1. Do not Place Too Much Faith In The Star Rating From Morningstar – Some of the best mutual funds may not receive the best Morningstar rating, and even funds that get five stars from this company can still perform dismally in the future. Past performance and future performance are two different things, and the Morningstar rating system is only based on past performance. According to Morninstar fund research president Don Phillips the star rating should only be used to determine how well a fund has performed in the past, and should not be considered an indicator of how well a mutual fund will perform in the future.
2. Avoid Actively Managed Funds – A common myth is that the best mutual funds are those that are actively managed, and the facts do not bear out this misconception. The opposite is actually true, because as a whole actively managed funds tend to perform worse than those without active management. In addition active management tends to drive the cost of investing in these funds up so they are more expensive. Approximately 66% of funds that are actively managed will not meet the benchmark set, much less exceeded this goal.
3. The Facts Reported by The Fund Family Is Not Always The Whole Story – When the mutual fund families provide reports about the returns for the funds the family offers this information can be misleading. A large number of underperforming funds are liquidated or absorbed into other funds, and the initial fund basically disappears. Around 33% of actively managed funds will go this route, though this percentage is somewhat smaller for other funds. Investors may get glowing information about the successful funds that the fund family offers and the funds which did not succeed are not stated at all in the reports.

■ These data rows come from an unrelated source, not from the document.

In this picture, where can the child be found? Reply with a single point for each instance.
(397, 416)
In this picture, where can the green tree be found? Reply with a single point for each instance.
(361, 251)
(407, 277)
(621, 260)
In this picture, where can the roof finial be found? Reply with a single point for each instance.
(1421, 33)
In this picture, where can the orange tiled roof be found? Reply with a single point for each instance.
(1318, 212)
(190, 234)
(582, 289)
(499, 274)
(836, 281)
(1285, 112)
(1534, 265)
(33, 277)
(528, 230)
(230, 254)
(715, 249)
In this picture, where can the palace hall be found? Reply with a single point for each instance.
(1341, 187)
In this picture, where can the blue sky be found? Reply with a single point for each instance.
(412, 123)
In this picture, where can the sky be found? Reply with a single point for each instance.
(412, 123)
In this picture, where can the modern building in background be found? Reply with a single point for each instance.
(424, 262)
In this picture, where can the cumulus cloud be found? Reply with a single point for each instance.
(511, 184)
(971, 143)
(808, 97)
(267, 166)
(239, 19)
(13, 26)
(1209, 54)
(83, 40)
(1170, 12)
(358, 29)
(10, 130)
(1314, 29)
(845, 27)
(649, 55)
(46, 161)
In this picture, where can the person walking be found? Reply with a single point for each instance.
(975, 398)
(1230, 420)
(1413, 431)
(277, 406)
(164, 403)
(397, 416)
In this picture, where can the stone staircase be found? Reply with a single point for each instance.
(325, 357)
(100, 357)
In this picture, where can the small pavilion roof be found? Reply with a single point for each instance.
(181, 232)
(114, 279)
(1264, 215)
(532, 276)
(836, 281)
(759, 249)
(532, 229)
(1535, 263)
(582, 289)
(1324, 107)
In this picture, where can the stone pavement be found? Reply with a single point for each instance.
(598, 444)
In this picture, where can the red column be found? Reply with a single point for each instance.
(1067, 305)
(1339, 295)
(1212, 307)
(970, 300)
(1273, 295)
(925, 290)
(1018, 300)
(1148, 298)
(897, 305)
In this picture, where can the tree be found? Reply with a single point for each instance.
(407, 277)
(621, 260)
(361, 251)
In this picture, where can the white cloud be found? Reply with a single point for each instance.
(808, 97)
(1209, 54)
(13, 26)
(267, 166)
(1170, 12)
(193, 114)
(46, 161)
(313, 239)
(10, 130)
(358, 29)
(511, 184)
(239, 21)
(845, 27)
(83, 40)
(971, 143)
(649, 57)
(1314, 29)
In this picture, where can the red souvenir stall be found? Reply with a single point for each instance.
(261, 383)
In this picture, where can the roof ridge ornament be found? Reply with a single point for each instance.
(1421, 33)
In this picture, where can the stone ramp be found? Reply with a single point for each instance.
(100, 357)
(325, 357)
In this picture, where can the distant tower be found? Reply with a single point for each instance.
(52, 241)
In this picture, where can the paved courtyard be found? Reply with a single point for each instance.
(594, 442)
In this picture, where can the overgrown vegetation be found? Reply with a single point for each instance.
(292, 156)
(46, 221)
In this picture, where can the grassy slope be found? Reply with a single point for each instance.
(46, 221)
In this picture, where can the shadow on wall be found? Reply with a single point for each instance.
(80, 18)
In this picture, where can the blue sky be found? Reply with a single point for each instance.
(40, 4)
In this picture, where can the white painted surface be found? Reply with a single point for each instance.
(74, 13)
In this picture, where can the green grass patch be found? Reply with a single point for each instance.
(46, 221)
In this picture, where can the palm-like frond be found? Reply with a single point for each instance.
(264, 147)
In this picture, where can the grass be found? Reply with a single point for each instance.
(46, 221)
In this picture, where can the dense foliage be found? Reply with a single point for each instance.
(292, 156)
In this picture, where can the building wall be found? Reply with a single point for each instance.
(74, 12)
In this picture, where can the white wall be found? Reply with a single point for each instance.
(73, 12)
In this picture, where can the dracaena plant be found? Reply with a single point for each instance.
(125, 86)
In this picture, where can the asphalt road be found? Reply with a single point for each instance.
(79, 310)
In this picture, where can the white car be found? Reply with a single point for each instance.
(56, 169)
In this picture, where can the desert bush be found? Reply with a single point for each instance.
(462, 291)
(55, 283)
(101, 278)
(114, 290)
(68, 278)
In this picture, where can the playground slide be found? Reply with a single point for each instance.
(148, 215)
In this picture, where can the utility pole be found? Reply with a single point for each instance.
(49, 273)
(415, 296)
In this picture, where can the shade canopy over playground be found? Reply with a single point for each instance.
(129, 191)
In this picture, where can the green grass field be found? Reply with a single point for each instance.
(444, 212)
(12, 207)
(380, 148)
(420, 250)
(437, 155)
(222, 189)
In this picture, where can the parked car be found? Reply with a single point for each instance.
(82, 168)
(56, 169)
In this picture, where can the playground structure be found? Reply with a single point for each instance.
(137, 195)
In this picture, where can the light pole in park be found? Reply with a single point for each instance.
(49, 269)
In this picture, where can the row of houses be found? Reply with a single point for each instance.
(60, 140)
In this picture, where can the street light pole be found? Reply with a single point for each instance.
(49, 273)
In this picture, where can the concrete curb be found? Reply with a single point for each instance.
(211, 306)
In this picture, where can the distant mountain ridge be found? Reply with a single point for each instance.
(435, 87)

4. Expense Ratios and Turnover Rate Matter A Lot – The best mutual funds are those that have a low expense ratio and a low turnover rate. Funds that have a high expense ratio cost more for investors, and this cost is deducted from the investment return. A high turnover rate also means higher fees, because of the investment expenses involved whenever the fund buys or sells an investment. These costs are passed along to investors in the fund, and will result in a lower return on investment. A better choice is to pick funds that keep the turnover rate and expense ratio low, so there is more capital to compound and a larger future investment balance.
5. Load Fees Are Normally Unnecessary Expense – Some experts believe that the best mutual funds are load funds, but most experts agree that load fees are not necessary. A load fund charges a fee which is designed to cover the cost of the investment advice received, but some unscrupulous brokers will direct clients to load fees to increase the amount that the broker makes on the investment. Some load funds pay the broker for every investor directed to the specific fund. If investment advice is actually needed then a financial planner may be a better choice, and if this advice is not needed the load fee is a waste of money.